Simply put, futures are a type of forward contract that lets you bet on whether the price will go up or go down. Almost all current coin exchanges have this feature. The way it works is also not complicated: you choose Long if you believe the price will rise, or Short if you think it will fall. If your prediction is correct, you make a profit; if you’re wrong, you incur a loss.
But this is the most dangerous part. Futures can use leverage of up to x100, meaning you only need $1 of your own funds to borrow another $99, so you have $100 in capital. The problem is that when your order goes the wrong way, your losses can exceed your original funds, and your assets will be liquidated immediately. At that point, you lose 100% of your initial capital. That’s why futures trading is so risky—especially for beginners.

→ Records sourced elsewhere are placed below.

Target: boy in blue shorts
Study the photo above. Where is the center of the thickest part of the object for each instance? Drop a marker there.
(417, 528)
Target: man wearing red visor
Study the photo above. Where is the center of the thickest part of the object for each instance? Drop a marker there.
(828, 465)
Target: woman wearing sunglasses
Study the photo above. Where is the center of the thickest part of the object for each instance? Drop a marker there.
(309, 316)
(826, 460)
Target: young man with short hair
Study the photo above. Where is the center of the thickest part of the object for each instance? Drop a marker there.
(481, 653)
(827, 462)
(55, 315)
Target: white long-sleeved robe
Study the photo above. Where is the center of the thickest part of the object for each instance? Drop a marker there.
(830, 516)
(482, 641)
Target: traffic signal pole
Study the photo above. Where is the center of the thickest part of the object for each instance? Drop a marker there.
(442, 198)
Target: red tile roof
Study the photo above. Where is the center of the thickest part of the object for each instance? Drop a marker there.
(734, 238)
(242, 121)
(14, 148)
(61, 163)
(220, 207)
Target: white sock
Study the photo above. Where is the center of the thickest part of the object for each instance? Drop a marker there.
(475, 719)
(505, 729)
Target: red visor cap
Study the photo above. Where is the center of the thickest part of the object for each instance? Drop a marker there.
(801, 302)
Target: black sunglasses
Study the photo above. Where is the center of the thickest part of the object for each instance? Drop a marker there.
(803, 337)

I’ve learned a few ways to control risk:
First, always use SL (Stop Loss) and TP (Take Profit). These two features help you automatically stop losses or lock in profits without having to monitor the market constantly. When you place an order, you must configure both.
Second, control your leverage. I recommend keeping leverage low: for Bitcoin, x5 or below; for Ethereum and other altcoins, x3 or below. There’s no need to be overly greedy—safety matters more.
Third, split your capital into multiple smaller rounds instead of putting everything in at once. This method helps you hold up better if the market moves against your position. And remember to set the liquidation point as far away as possible to avoid getting hit immediately right after entering the order.
You might be wondering what futures are and whether you should trade them. I’m only saying that this is a powerful trading tool, but it’s also extremely risky. You need to learn carefully and follow risk management rules before getting involved.
This information is for reference only and is not investment advice. Be sure to do your own research carefully before deciding to participate in futures trading.